So the first 3.5 months of 2017 have been a roller coaster, training wise. I do not feel as if I am in race shape and my ambitious time goals for the first half of the year feel out of reach.
I’m trying to shift my perspective.
Instead of seeing this as a failure, I’m shifting to a big single goal for 2017: a sub 3:45 marathon at the Toronto Waterfront Marathon on October 22, 2017. We’ll be six months out from this in a few weeks. So now, instead of getting faster and viewing Mississauga as my goal race, I’m seeing this time as a base-building opportunity so I can hit the ground running in June when my 16-week marathon training program starts.
This feels a bit like a failure. But I’m trying to see it as a learning opportunity.
I can’t commit to a difficult work season and a difficult training season and hope the weather is on my side.
I can’t burn myself out in the first six months of the year.
I’ve made a lot of progress in my running, but I need to set achievable goals with do-able action plans.
I need to prioritize my training over other leisure activities and other fitness.

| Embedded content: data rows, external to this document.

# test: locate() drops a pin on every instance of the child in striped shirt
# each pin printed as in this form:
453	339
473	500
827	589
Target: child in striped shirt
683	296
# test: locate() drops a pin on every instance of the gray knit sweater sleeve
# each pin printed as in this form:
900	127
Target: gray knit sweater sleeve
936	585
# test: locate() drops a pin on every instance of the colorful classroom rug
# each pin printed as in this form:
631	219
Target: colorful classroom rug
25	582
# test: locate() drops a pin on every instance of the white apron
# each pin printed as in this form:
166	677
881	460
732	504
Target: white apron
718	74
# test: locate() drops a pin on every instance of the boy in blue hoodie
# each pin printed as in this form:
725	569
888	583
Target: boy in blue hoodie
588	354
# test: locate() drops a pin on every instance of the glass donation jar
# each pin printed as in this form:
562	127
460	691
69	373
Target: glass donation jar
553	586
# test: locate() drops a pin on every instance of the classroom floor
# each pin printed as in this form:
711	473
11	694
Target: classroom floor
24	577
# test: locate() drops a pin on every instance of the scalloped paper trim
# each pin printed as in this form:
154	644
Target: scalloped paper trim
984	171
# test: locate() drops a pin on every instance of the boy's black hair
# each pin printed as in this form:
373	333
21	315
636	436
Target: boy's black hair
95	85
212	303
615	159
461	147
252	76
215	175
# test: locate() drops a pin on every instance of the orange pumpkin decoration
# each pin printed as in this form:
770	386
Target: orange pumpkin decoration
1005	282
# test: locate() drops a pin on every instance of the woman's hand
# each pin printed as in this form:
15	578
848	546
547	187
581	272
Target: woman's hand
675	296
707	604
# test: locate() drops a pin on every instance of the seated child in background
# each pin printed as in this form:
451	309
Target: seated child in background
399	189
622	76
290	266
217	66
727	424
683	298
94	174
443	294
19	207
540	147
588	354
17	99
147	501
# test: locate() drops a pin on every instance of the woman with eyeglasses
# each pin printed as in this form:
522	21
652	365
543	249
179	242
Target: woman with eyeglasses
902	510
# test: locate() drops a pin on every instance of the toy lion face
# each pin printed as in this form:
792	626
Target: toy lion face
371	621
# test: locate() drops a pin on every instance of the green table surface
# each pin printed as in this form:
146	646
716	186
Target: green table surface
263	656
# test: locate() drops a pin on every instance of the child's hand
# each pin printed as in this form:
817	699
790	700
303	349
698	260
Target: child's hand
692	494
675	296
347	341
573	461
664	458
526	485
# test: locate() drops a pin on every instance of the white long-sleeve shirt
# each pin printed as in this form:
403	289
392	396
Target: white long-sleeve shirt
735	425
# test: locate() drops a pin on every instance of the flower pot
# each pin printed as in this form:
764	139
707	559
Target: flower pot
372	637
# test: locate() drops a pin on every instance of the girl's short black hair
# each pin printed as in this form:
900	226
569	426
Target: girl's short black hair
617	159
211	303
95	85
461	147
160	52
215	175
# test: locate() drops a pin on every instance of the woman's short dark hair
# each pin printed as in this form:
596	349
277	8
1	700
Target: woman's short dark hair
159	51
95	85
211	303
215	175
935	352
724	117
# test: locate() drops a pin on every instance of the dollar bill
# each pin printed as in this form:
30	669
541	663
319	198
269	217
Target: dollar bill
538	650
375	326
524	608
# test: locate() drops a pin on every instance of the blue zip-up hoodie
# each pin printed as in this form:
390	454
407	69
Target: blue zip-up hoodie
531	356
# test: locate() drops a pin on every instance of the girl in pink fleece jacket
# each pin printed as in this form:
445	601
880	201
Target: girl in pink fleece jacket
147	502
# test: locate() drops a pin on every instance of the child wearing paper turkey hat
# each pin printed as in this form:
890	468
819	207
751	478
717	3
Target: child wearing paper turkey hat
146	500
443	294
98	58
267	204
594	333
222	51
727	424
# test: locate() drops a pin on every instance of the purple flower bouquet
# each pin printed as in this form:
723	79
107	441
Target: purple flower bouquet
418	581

I once had a basketball coach that said my priorities should be “Family. School. Basketball. Everything else.” Today, it should be “Family. Work. Running. Everything else.” if I want to achieve my goals. And if those priorities don’t work for me, well then I should change my goals.
Right now, I’m thinking about what my life would look like if I truly prioritized things that way. I think I’m into it, but it seems like a lot.
But is that fear of failure talking?